REVIEW: “Fantastic Beasts: The Crimes of Grindelwald”


Photo: Warner Bros. Pictures

Jonathan Montague, Staff Writer

Many wept when the Harry Potter series finally concluded in 2011 but, since Hollywood can never let some franchises die, the Wizarding World has been kept alive by the Fantastic Beasts franchise. Starting in 2016, these films chronicle the efforts to defeat Voldemort’s predecessor, Gellert Grindelwald, told through the eyes of young magical zoologist, Newt Scamander. Now Newt and crew return for the second installment, “Fantastic Beasts: The Crimes of Grindelwald.” Does it raise the stakes?

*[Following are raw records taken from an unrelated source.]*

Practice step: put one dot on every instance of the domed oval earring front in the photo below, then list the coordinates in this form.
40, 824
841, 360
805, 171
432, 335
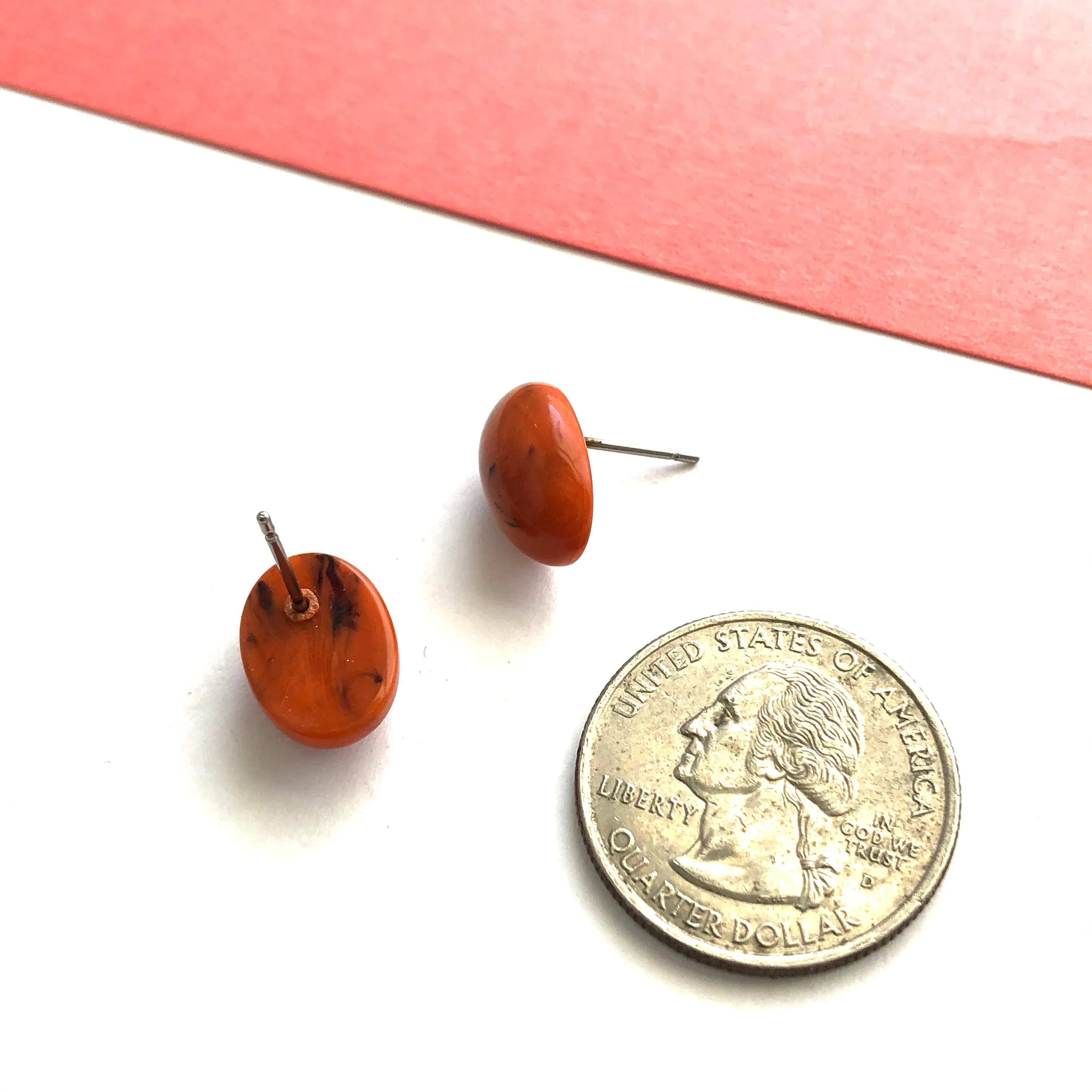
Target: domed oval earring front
322, 660
537, 475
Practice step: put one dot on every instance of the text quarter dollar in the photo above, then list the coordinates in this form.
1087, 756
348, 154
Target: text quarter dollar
767, 793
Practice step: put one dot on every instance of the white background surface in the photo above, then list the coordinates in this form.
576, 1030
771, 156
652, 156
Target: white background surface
190, 900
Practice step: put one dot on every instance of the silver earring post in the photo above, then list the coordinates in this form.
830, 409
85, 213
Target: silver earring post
300, 601
674, 456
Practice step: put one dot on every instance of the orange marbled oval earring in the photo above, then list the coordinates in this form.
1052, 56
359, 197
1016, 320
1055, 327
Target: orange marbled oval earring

The film opens as Grindelwald escapes the custody of MACUSA and heads for Paris. Newt tries to stay as far from the conflict as he can, but he ends up being recruited by his famous friend and former teacher, Albus Dumbledore. The hunt is now afoot with everyone working to find what it is Grindelwald is after and stop him from sowing more chaos.

“The Crimes of Grindelwald” is a decent narrative with a lot holding it back. The movie does an excellent job of portraying how fanatical individuals can seduce others into following them freely, how manipulative they can be without ever having to harm you.

Unfortunately, this movie has one massive flaw. None of the characters are truly involved in the action. Grindelwald is the only one who seems to make the plot progress forward, while our protagonists are one step behind the entire time. Furthermore, when certain characters meet their big moment, they are either waved away to keep the pace up or left out entirely.

The characters seem to be going through some big changes but not enough time is devoted for them to have an impact. One subplot does not even resolve in any way. It really drags the script down into mediocrity.

The actors all do an excellent job with their material, including the newcomers. Some have very little to work with and still manage to give good performances. Special mention goes to Eddie Redmayne, who can do no wrong as Scamander, Dan Fogler and Zoe Kravitz.

One thing that does remain intact is the sense of wonder created by the visuals and music. While slightly more gray in color palette, it still manages to catch the eye with its magnificent designs and effects.

While certainly flawed, I still had a lot of fun with “Fantastic Beasts: The Crimes of Grindelwald.” The movie does a great job of raising the stakes and truly shows Grindelwald as the malicious threat he represents to the Wizarding World. If you want to see it, Potterhead or not, I would recommend a matinee.